Absurdly Driven looks at the world of business with a skeptical eye and a firmly rooted tongue in cheek.

"You do not have my permission to videotape."

Those were the words uttered by a United Airlines gate agent at New Orleans airport last Saturday. And they led to another very awkward incident for the airline.

Navang Oza says he was flying back to San Francisco when he was surprised to discover the baggage fee being charged had more than doubled. He told NBC Bay Area that the same bag that cost him $125 to check on the way out would now cost him $300.

So he began to film the gate agent.

This, remember, is United, an airline for whom passenger videos have caused much angst of late. Remember the bloodied David Dao?

After that, United's CEO Oscar Muñoz said his employees would no longer call on law enforcement to police passenger disputes, unless it was an issue of security.

What we see from this video, however, is that the gate agent had no patience with Oza. She immediately orders his reservation to be canceled.

Oza asks her why. She says it's because he had no permission to film her. Then she began to film him on her cellphone.

And then, miracle of miracles, airport police arrived.

"Sir, you have the right to do whatever you want," says the police officer. "It's a public space."

Oza admits he'd been drinking the night before -- the action happened at 4 a.m. -- but insists he wasn't drunk.

The situation devolved into Oza's refusing to speak to the gate agent, instead wanting to talk to a manager. In the end, he says, he booked a flight with another airline.

I contacted United to ask about yet another unfortunate example of its customer service. I will update, should the airline reply.

A United spokeswoman told me : "The video does not reflect the positive customer experience we strive to offer, and for that we apologize. We are reviewing this situation, including talking with Mr.

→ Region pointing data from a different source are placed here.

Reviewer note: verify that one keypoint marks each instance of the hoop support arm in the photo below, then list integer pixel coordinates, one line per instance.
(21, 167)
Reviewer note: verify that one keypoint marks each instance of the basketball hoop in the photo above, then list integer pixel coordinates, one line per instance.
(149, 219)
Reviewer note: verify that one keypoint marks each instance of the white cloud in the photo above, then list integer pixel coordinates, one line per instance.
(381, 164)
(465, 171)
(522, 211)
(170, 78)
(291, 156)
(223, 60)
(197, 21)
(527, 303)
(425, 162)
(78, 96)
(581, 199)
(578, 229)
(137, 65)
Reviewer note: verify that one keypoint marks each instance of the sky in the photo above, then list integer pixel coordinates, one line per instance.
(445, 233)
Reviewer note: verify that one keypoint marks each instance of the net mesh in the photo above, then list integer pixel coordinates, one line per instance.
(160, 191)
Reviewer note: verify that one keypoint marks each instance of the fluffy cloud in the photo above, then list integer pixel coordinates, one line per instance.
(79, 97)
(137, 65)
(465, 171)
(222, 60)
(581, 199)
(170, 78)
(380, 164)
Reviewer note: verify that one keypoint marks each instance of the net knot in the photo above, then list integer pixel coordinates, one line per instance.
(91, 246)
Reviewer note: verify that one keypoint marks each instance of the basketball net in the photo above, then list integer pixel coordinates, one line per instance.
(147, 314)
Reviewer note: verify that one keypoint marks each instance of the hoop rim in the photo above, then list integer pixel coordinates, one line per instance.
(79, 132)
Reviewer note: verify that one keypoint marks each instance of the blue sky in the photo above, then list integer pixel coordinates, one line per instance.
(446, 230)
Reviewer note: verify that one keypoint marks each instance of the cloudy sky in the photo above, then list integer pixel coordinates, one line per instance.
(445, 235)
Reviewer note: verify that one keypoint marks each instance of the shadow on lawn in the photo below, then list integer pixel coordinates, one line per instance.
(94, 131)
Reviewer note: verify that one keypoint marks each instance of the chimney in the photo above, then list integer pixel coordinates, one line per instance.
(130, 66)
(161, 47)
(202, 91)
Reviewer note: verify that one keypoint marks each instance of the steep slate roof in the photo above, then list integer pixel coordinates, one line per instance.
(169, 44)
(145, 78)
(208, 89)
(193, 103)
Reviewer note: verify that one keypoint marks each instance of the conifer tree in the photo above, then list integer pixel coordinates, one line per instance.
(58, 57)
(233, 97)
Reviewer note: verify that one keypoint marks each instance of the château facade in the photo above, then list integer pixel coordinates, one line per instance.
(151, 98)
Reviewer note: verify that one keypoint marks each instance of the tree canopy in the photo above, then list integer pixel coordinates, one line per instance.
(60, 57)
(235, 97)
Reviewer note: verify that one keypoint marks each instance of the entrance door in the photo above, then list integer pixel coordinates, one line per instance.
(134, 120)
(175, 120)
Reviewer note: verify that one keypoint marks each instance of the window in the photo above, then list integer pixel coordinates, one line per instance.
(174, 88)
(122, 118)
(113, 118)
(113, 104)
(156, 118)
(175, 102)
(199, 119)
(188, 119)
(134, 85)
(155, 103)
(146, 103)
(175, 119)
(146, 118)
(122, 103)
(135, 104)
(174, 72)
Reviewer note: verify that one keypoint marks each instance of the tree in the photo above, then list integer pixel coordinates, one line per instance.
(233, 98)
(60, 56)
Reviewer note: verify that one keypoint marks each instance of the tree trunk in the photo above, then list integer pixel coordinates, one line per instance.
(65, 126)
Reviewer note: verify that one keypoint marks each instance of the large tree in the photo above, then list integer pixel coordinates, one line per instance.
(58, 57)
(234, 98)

Oza and our employees to better understand what happened."

As often with such videos, we don't know the whole story.

There is, though, something that one can say with a certain confidence: Relations between airline staff and their customers have sunk very fast.

The pressures on the employees are considerable. Airlines are squeezing them to be profit generators and police officers. And not all passengers are pleasant.

Being filmed doing your job isn't pleasant either.

But the notion of customer service seems to have disappeared. Instead, every passenger is regarded as a potential threat.

Whether it's better training or better airline policies, something needs to change.

But do airlines have enough incentive to make changes when they are essentially part of an oligopoly?